Ne ilk sözüm, ne son sözüm olmadı. Buraya kendim gelmedim. Fakat yetenekli bir pansuman mühendisi olduğumdan kendim iyileştirdim kendimi, kendim ayağa kaldırdım. Kimseye ihtiyaç duymayacaktım artık. Yoğun bakımdayken ölümün soğuk nefesini ensemde hissederken bir başımaydım. Ölmeyi istemiyordum. Yaşamak için hala sebeplerim vardı. İki tane turuncu balık yolumu gözlüyordu biliyorum. Onlara layık bir masalcı olmaya adayacaktım kendimi...
Yoğun bakıma bir daha dönmedim. Yoğun bakıma bir daha dönmeyi hiç istemedim. Yoğun bakıma bir daha dönmeyi hiçbir zaman istemeyeceğim.
fulya/ağustos2015
YORUMLAR
İyi niyetlerinden dolayı sürekli kaybeden insanlar var ya; eğer ki onlar kötü olamıyorlarsa , bu onların zayıflıklarından değil, inançlarının güçlü olmasındandır.
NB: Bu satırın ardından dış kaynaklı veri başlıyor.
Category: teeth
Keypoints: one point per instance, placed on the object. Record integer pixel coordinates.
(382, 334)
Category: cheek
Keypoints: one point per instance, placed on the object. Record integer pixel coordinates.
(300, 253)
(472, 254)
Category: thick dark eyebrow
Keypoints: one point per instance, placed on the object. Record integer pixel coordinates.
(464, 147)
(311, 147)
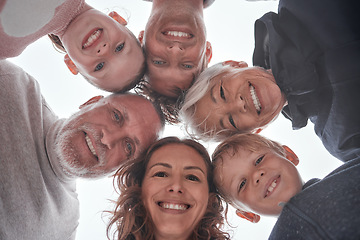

Doğrunun yanlıştan, mazlumun zalimden ayrılacağı o güne inanan herkes bilir ki; en küçük kötülüğün bile hesabı, ince ince sorulacaktır. (Hiç şüphen olmasın.Yoğun bakımı yaşayan hiçkimse oraya dönmek istemez.Asla dönme ! )
Sevgili Fulya,gece gece yine yaptın yapacağını.İç sesler mezarlığı gibi karıştı ruhum ve kendimi okudum bilmediğim bir kalemin yaşantıları arasında...
Ne desem az,ne desem eksik kalacak...
Bana düşen sadece kutlamak.
Kutluyorum o umman yüreği ve hep çağlasın kalemin.
Sevgiler.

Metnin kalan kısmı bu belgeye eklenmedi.